To explain myself: I am living the JD nightmare. I am a 2011 magna cum laude graduate of a 80-something ranked law school. I am unemployed, I cannot currently support my debt, and I have recently come to grips with the fact that I may very well be poor for the rest of my life. But this is not my school's fault. I started in 2008, right before the market tanked. I should have hit eject, but I didn't (little bit of special snowflake syndrome there). I take full responsibility for my situation, while attributing just a bit to bad luck for the sake of sanity. In trying to figure out how I could so catastrophically destroy my life by simply going to school, I came across ITLSS. And, to my dismay, I realize that I am not alone. My only point here is to disclose my perspective: a new grad living the worst case JD scenario and relative newcomer to the debate. And I am currently squeaking out a practice as a solo, in a town filled with new Cooley grads (and please note, nothing wrong with Cooley grads except sheer volume), so I see what effect a glut of grads has on the market, professionalism and overall practice in the area.

Steve Diamond

If dialogue had occurred first we would have results by now. Three years wasted.

Women and minorities have historically have a tougher time accessing the legal profession. A proposal to create a two tier system with only adjunct style teaching at second tier will mean expensive top tier accessible to only those with the resources. Second tier adjunct schools will resemble "shove it down their" throats non-theoretical approach that once dominated law schools, precisely what we have tried to move away from with increased tenure protections for clinical professors and improved access to the legal field.

Law prof who expects honesty

LST has done some good things, but I do have concerns about the ethics of the Con Daily author after reading this post:

John Steele


Could you explain that last point a little more? We currently have a situation where the cost of law school is one of the factors leading to significant to severe under-representation of the middle and working classes in law school and the legal profession. That hits the African-American and Latino participation rates particularly hard.
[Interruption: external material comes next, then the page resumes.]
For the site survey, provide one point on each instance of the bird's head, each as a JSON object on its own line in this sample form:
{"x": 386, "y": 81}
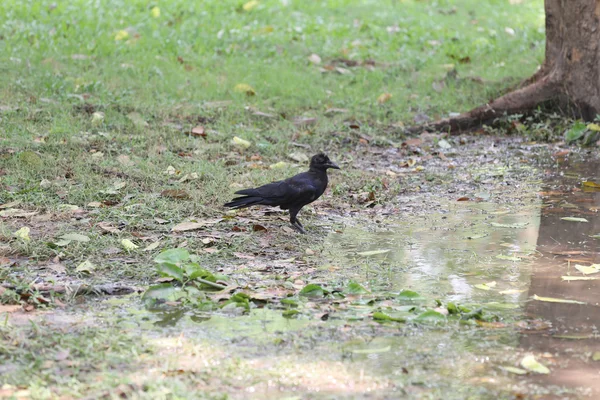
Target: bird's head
{"x": 322, "y": 162}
Why, then, would it more inclusive to raise law school prices and insist upon a one-size-fits-all system? Are you saying that have a greater diversity of law school options will (1) actually decrease the number of URMs attending law school; (2) have no impact on the number of URMs attending law school; or (3) increase the number of URMs but prevent them from obtaining the more prestigious sorts of JDs?

If the answer is (3), wouldn't your argument then reduce to: "it's better for lots of the lower socio-economic groups and URMs to get no JD than to have them attend a non-prestigious institution"?

Also, isn't it a logical error to talk about "creating" a two-tier system if we already have one?